Монсел откинулся в кресле, поглаживая бороду.
– Тамульцы не имеют представления о том, насколько
влиятельна церковь в эленийских государствах Западной Дарезии, – начал
он. – Причина прежде всего в том, что их собственная религия представляет
собой скорее набор церемоний и ритуалов. Тамульцы даже не думают о религии, а
потому неспособны постичь глубину веры в сердцах подлинно верующих – а
крепостные Астела, пожалуй, самые верующие люди в мире. Со всеми своими
проблемами они приходят к священникам – и не только со своими, но и с
проблемами своих соседей. Крепостные есть повсюду, видят все и все рассказывают
своим священникам.
– В бытность мою в семинарии это называли
«наушничество», – заметил Эмбан.
– Во времена моего послушания это звалось еще
хуже, – вставил Спархок. – По этой причине происходило большинство
несчастных случаев во время упражнений.
– Наушников нигде не любят, – согласился
Монсел, – но нравится это вам или нет, а астелийскому духовенству известно
все, что происходит в королевстве, – буквально все. Конечно, мы должны
сохранять эти сведения в тайне, но мы прежде всего чувствуем ответственность за
духовное здоровье нашей паствы. Поскольку наши священники происходят по большей
части из крепостных, они попросту не обладают достаточным теологическим опытом,
дабы справляться со сложными проблемами. Мы нашли способ помогать им нужным
советом. Священники-крепостные не раскрывают имен тех, кто им исповедался, но с
серьезными проблемами приходят к своим настоятелям, а настоятели обращаются ко
мне.
– Не вижу в этом ничего дурного, – объявил
Эмбан. – Поскольку имена не оглашаются, можно считать, что тайна исповеди
не нарушена.
– Вижу, Эмбан, мы с тобой поладим, – коротко
усмехнулся Монсел. – Крепостные считают Сабра своим освободителем.
– Об этом мы уже догадались, – сказал
Спархок. – Однако в его речах, похоже, недостает последовательности. Он
говорит дворянам, что Айячин стремится свергнуть тамульское иго, а крепостным
объявляет, что истинная цель Айячина – их освобождение. Более того, он
подталкивает дворян к жестокому обращению с крепостными. Это не только отвратительно,
но и бессмысленно. Дворянам нужно бы стараться привлечь крепостных на свою
сторону, а не превращать их во врагов. С точки зрения здравого смысла Сабр не
более чем подстрекатель, да к тому же не слишком умный. Политически он незрелый
юнец.
– Это уже слишком, Спархок! – запротестовал
Эмбан. – Как же быть тогда с его успехами? Болван, каким ты его описал,
никогда не смог бы убедить астелийцев принять на веру его слова.

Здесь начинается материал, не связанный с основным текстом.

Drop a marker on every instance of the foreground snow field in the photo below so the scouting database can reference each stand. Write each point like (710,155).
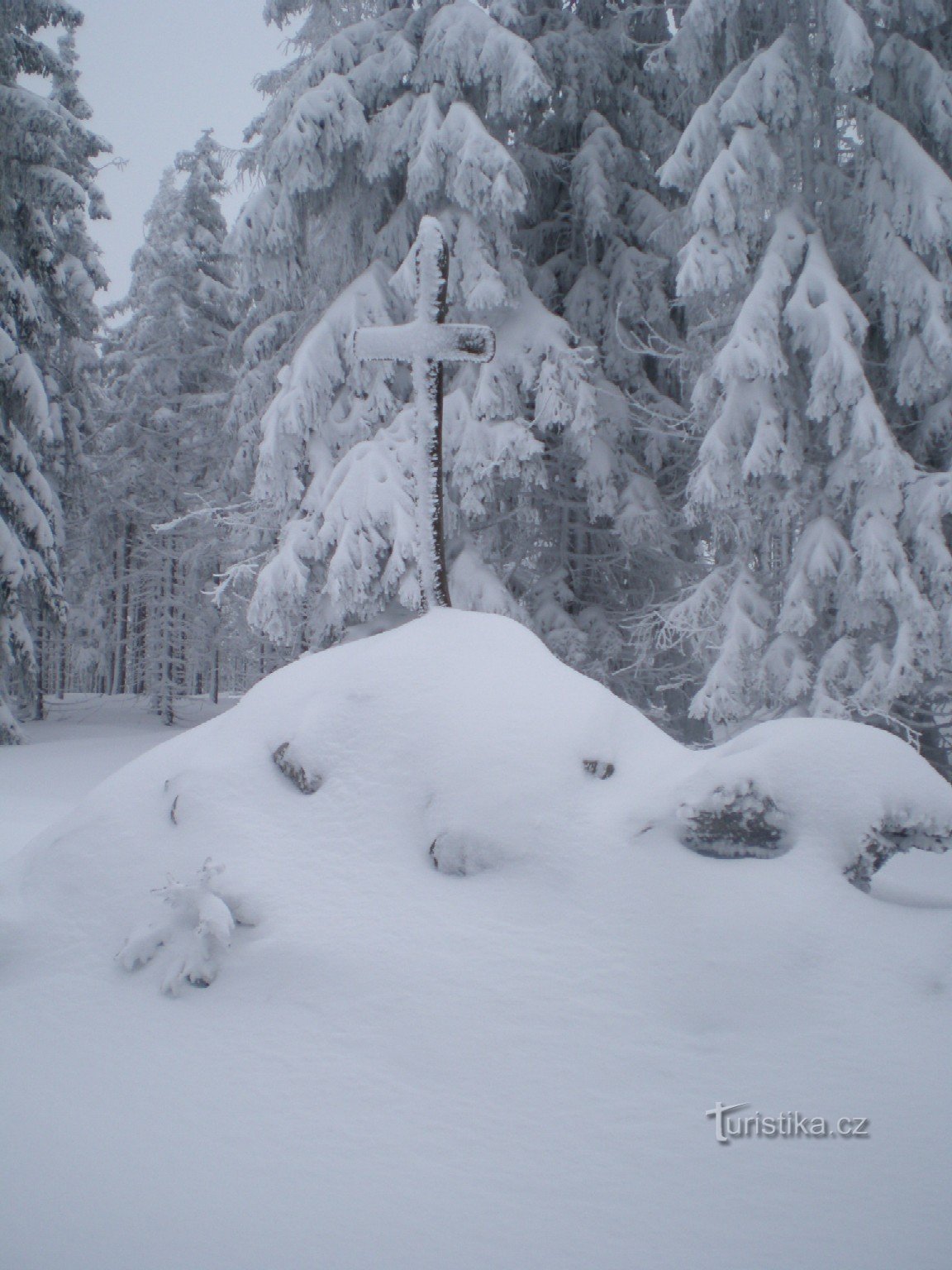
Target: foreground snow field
(83,741)
(500,1063)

– Они верят не его словам. Они верят Айячину.
– Спархок, ты случайно не спятил?
– Нет, ваша светлость. Я ведь говорил уже, что наши
враги прибегают к магии. Именно это я сейчас и имею в виду. Эти люди
действительно видели Айячина.
– Что за чушь! – не на шутку возмутился Монсел.
Спархок вздохнул.
– Ради теологического спокойствия вашей светлости
назовем это явление галлюцинацией – массовой иллюзией, сотворенной искусным
шарлатаном или же переодетым соучастником, который загадочным образом
появляется и исчезает. Как бы то ни было, если то, что происходит здесь,
напоминает происходящее в Ламорканде, ваши соотечественники абсолютно убеждены,
что Айячин воскрес из мертвых. Сабр, вероятно, произносит какую-нибудь речь –
набор бессвязных банальностей, – а затем во вспышке света и грохоте грома
появляется видение и подтверждает все его слова. Это, конечно, только догадка,
но, скорее всего, она недалека от истины.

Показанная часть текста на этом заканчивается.